Report from one of the sessions at the RSS 2017 Conference. More reports of conference sessions are listed here.
They say ‘a picture is worth a thousand words’, but data scientists may be able tease even more value from the millions of photos uploaded to the web each year.
At a morning session of the Royal Statistical Society Conference today (Wednesday), Suzy Moat and Tobias Preis of the Warwick Business School Data Science Lab presented an overview of their work with Flickr, an online image sharing platform, and other online services.
Preis first explained how GPS tags in Flickr photos could be used to map travel patterns of users, which may help to improve estimates of country visitors - data for which typically comes from surveys conducted at ports of entry.

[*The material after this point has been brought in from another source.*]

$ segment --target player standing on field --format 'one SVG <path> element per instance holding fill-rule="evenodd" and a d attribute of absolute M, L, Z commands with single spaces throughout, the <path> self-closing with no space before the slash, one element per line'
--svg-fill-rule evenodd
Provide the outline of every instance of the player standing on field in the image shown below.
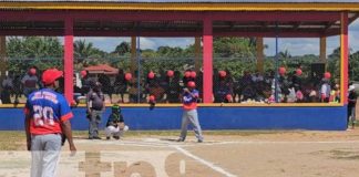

The analysis of travel patterns using photo data relied on the assumption that a user remained in a specific location until such time as they uploaded a photo from another country. The research found that Flickr-based estimates of tourist arrivals to the UK (and other G7 countries) were in line with estimates derived from the UK’s International Passenger Survey (and other equivalent surveys).
Moat then discussed a project to investigate self-reported health scores sourced from the UK Census. Looking at a map of health scores alone, it was clear that people living within urban areas, particularly large cities, reported worse health scores than those in more rural parts of the country, and so the team at Warwick wondered if reported health was somehow related to the environment in which one lives, particularly how scenic it is.
To explore this, they used data from the online game, Scenic or Not?, which asks players to rate photos of England, Scotland and Wales on a ten-point scale of ‘scenicness’. The photos, in turn, come from a game called Geograph, which challenges people to photograph every square kilometre of Great Britain and Ireland.
In comparing the two sets of data, they found that people living in locations rated as more scenic reported being in better health. To check that this wasn’t simply confirming the rural/urban divide seen earlier, they split the data into rural, urban and suburban areas. They found that even within urban areas, the parts of towns and cities that scored higher on scenicness were also likely to score better on reported health.
Moat acknowledged that it was still early days for the research programme, and more work was needed to investigate whether there was a causal mechanism at work between scenicness and reported health. But the project served as another demonstration of the potential value of online photos.
- Suzy Moat and Tobias Preis were speaking during the session 'Data science for public good'.